I want, therefore, to ask the Minister a few questions in this connection. I would like to know what kind of person the Minister has in mind for this appointment. I hope that it is not intended to put into this office any kind of politician, who is engaged in, or has recently been engaged in, the cut and thrust of Party politics or debate in this House, or who, because of his political affiliations, would be more responsible to the Minister than another person possessed of a greater degree of independence. I trust that political considerations will be completely eschewed in the appointment of the chairman of this industrial court. Again, is it intended to second a civil servant to the chairmanship of this court? If it is so intended, is it contemplated that such civil servant, so seconded, will cut the painter completely with the Civil Service and function independently as chairman of this industrial court? Or is it contemplated that, if so appointed, for, say, a period of five years, he will at the end of that time have the right to revert to his former rank in the Civil Service; if that is so, then he must, during his period of office, always have before his mind the fact that he will so revert under the control of the Minister and he must keep before his mind what the Minister may think of him as chairman of this industrial court. If that is done, I think the Minister will be committing a fatal mistake at the very outset.
Under this section we are entitled to ask the Minister what exactly he has in mind. I frankly want to have a person of good standing in the community, a person with a breadth of vision, a person of understanding. I do not want a person who has spent up to this a considerable amount of his time in starchy exploits which necessarily give an element of somewhat artificial dignity and pseudo-competence, quite hopeless from the point of view of settling such disputes as are likely to come before this court. I want a common-sense man of ability, possessed of a high degree of honour, integrity and rectitude and one who can be relied upon to view things with a broad vision and bring his ability and knowledge to bear in the settlement of disputes which will come before this court. If we are successful in finding a person of that type we shall probably do more to ensure the efficient operation of this court than by giving a person a particular type of tenure under this Bill. I would like, therefore, to get from the Minister an assurance that he has in mind the appointment of a person who fulfils all the qualifications I have indicated.
As far as the Minister is concerned in this appointment, I hope that he will do all in his power to throw the chairman of this court as far as possible away from any vestige of his control, and that such a chairman will be appointed on the definite understanding that he has no responsibility to the Minister, and that he is neither going to be nagged at nor asked to justify to the Department, the Minister, or anybody else any awards he makes in his capacity as chairman of this industrial court. I think the more independence the chairman has the better it will be for the efficient operation of the court.

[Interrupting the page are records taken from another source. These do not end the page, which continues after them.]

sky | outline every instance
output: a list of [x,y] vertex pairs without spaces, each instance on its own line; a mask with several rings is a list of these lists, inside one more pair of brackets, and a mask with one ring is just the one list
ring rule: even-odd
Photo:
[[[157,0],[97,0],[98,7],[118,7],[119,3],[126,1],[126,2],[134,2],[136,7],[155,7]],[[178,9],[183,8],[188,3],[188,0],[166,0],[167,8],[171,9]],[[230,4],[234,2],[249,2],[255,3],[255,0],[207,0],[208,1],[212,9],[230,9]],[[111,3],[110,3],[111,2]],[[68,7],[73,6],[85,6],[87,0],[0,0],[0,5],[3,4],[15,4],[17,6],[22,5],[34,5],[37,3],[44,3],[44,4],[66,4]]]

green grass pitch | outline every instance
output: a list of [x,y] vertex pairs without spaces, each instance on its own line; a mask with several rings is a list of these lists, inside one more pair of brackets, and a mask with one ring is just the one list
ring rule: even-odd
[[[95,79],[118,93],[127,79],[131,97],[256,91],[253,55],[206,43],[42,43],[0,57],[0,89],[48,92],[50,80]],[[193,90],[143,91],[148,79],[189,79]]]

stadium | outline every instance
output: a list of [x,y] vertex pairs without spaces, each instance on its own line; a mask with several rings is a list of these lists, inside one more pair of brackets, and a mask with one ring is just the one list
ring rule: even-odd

I trust, therefore, that the Minister will indicate to the House the type of person he has in mind, first of all, and, secondly, that such a person will have all the independence in the exercise of his powers as that possessed by a judge of the High Court; and that he will in no sense be responsible to the Minister or the Department. If we can get such an assurance, I think we shall have got from the Minister probably more than even the insertion in this Bill of a definite tenure of office, which could very easily be impaired by the appointment of a person who would be little more than a rubber stamp for the Minister, or too anxious to please either the Minister or the Department because there would be before his mind the possibility of a further tenure of office at the end of his particular period.